Breaking Internet Rules with AI: Perplexity

2024-06-21

Perplexity wants to change the way we use the internet, but this AI search startup backed by Jeff Bezos may be breaking the rules to achieve this goal. According to a report released by developer Robb Knight this week and confirmed by Wired magazine, the company appears to be ignoring a widely accepted web standard - the Robots Exclusion Protocol - to crawl parts of websites that site operators do not want to be accessed by robots.


Perplexity's service summarizes articles on the web, claiming to provide "reliable answers" without the need to click on different links, as described in a blog post. To achieve this, according to Wired magazine and Knight's findings, Perplexity ignores deliberately written code that blocks web crawlers (robots.txt files). These two reports found that Perplexity uses undisclosed IP addresses to bypass these robots.txt files and crawl websites regardless. According to Wired magazine, its website blocked Perplexity's web crawler earlier this year, but this AI search engine is still able to summarize its articles in detail.
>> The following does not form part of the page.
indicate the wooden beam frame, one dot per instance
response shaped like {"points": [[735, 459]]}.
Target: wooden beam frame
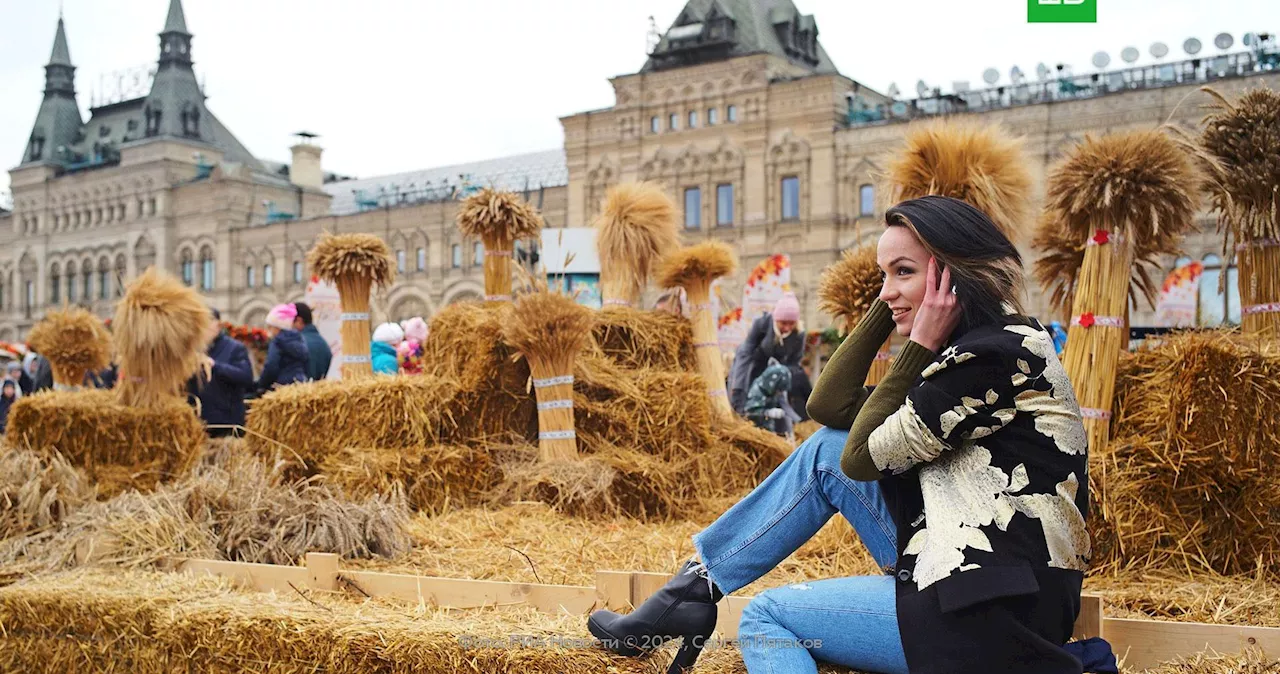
{"points": [[1142, 643]]}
Nevertheless, Perplexity claims to respect the Robots Exclusion Protocol in its website documentation. Perplexity's CEO Aravind Srinivas stated that they have a "profound and fundamental misunderstanding" of how Perplexity and the internet work, but did not directly refute these findings.


In addition, Perplexity is currently facing legal threats for violating other internet rules: copyright infringement. Forbes has threatened legal action against Perplexity this week, accusing the AI startup of plagiarizing Forbes' reports without proper attribution. Forbes had originally reported on former Google CEO Eric Schmidt's AI drone project, while Perplexity used Forbes' text and images to create AI-generated articles, podcasts, and videos. Forbes' executive editor publicly criticized Perplexity earlier this month.


Despite its usefulness, Perplexity redirects traffic on the internet. While Google also indexes web pages and provides short AI summaries, it directly directs traffic to the source of information. Perplexity, on the other hand, actually writes detailed AI articles, allowing users to access information without clicking on websites, which disrupts the business model of digital media.